Kiwis kick off America’s Cup trials
New Zealand earns 1st point; Italy protests
SAN FRANCISCO – With the Golden Gate Bridge looming to his right, Emirates Team New Zealand skipper Dean Barker hit the starting line and immediately got his 72-foot catamaran speeding across the tops of the waves on hydrofoils.
The America’s Cup challenger trials were underway on San Francisco Bay and the Kiwis were clearly in control.
At one point, the boys from Down Under hit 42.8 knots in their high-performance cat, or just more than 49 mph.
Of course, it helped that there was no opponent.
Emirates Team New Zealand sailed alone around the course Sunday to collect the first point of the regatta. Their scheduled opponent, Italy’s Luna Rossa, boycotted, saying it won’t race until an international jury hears protests regarding rules changes made after Andrew “Bart” Simpson of Artemis Racing was killed in a capsize May 9.

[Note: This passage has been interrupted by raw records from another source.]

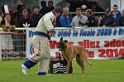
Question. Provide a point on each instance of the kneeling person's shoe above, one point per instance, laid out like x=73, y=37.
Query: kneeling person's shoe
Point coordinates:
x=42, y=73
x=24, y=69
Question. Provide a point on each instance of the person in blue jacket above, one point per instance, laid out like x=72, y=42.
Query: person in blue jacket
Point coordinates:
x=44, y=9
x=65, y=19
x=117, y=14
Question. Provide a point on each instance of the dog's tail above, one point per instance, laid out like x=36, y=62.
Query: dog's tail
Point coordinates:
x=87, y=61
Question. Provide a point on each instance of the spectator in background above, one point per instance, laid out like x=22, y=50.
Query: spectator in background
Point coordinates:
x=1, y=18
x=11, y=11
x=96, y=8
x=50, y=5
x=79, y=20
x=7, y=43
x=84, y=8
x=36, y=15
x=121, y=21
x=18, y=14
x=117, y=14
x=44, y=9
x=108, y=20
x=65, y=19
x=25, y=19
x=91, y=19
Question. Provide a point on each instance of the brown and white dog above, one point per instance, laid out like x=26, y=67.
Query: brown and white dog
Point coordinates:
x=69, y=52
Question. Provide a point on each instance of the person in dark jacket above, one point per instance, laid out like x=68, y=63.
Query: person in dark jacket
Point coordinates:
x=50, y=5
x=121, y=21
x=65, y=19
x=108, y=19
x=44, y=9
x=25, y=19
x=36, y=15
x=91, y=18
x=117, y=14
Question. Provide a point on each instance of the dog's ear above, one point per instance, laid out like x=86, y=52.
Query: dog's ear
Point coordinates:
x=65, y=41
x=61, y=39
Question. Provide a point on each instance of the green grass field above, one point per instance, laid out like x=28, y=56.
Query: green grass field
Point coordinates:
x=102, y=71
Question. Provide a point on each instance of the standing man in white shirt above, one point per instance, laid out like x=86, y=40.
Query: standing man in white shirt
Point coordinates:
x=41, y=43
x=79, y=20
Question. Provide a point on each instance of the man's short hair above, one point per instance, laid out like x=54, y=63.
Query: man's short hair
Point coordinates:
x=35, y=7
x=43, y=2
x=57, y=9
x=115, y=5
x=78, y=9
x=89, y=11
x=50, y=2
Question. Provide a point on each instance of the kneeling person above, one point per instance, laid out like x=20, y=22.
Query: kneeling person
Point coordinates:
x=41, y=43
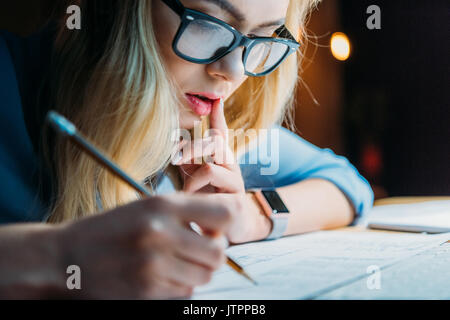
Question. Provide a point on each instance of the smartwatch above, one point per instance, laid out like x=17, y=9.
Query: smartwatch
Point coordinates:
x=275, y=209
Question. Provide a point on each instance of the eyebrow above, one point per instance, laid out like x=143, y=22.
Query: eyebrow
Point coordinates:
x=239, y=16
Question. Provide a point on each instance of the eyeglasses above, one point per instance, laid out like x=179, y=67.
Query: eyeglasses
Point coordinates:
x=203, y=39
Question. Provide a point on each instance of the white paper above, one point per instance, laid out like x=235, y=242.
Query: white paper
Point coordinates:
x=307, y=266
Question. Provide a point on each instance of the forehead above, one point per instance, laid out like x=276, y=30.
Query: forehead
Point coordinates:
x=254, y=11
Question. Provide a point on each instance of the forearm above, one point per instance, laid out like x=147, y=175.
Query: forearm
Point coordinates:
x=30, y=265
x=314, y=204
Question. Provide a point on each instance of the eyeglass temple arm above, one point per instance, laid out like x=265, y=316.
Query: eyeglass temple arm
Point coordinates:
x=175, y=5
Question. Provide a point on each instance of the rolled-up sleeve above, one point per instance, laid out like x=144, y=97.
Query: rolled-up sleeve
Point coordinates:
x=282, y=158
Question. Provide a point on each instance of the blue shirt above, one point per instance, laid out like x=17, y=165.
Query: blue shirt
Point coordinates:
x=24, y=62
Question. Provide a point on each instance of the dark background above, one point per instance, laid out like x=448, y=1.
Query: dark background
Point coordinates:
x=386, y=108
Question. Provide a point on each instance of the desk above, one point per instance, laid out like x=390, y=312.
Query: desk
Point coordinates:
x=334, y=265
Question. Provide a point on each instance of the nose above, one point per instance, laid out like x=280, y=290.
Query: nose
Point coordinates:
x=229, y=68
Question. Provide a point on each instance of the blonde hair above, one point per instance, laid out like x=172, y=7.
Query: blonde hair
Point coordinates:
x=111, y=82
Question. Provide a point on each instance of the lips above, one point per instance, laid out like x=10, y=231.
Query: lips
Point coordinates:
x=201, y=103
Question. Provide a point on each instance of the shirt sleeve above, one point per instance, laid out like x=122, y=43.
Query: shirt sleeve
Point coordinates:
x=282, y=158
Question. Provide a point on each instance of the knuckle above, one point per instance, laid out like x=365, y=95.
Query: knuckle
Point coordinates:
x=208, y=169
x=217, y=257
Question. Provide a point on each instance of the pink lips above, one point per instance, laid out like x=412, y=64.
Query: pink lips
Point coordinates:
x=201, y=102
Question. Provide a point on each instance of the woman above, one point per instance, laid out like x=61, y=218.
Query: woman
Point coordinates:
x=135, y=73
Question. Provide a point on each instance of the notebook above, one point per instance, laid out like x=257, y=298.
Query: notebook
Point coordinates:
x=429, y=217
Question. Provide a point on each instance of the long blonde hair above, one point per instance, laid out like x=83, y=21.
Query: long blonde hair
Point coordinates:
x=109, y=79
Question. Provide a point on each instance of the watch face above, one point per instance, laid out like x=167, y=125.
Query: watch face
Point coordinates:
x=275, y=201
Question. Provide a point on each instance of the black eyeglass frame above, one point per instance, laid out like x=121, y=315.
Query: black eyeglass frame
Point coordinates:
x=188, y=15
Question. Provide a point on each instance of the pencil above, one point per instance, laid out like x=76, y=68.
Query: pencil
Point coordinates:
x=68, y=129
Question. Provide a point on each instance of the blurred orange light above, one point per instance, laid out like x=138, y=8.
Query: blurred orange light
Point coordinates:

Did it feel like a victory?
“No,” Barker said, “For us, it’s just another day of practice in terms of getting better for the knockout stages in August.”
While the Kiwis put on a show for spectators lining the shore, it was hardly what organizers had in mind after software tycoon Larry Ellison reclaimed the America’s Cup for the United States more than three years ago.
“I feel sorry for people coming down to watch to only see one boat sailing around,” Barker said. “People come down to see a contest and that’s what we should be putting on. We respect Luna Rossa’s decision not to sail. They’ve done it on their own decision, their own, merits, their own beliefs, but when you look at the shoreline, there were a lot of people there today, given it was just us sailing around alone. We need to make sure we give them something to watch.”
What needs to be done?
“We need another boat to turn up and go racing,” he said.
This is supposed to be the most eye-popping America’s Cup ever, with the sleek, space-age catamarans sailing three times the speed of the wind with a stunning backdrop of the Golden Gate Bridge, Alcatraz Island and the Transamerica pyramid.
It’s also the first time in the regatta’s 162-year history that it’s been contested inshore rather than miles out to sea.
But the contest for the oldest trophy in international sports has been bogging down since even before it started.
The accident that killed Simpson led regatta director Iain Murray to make 37 safety recommendations.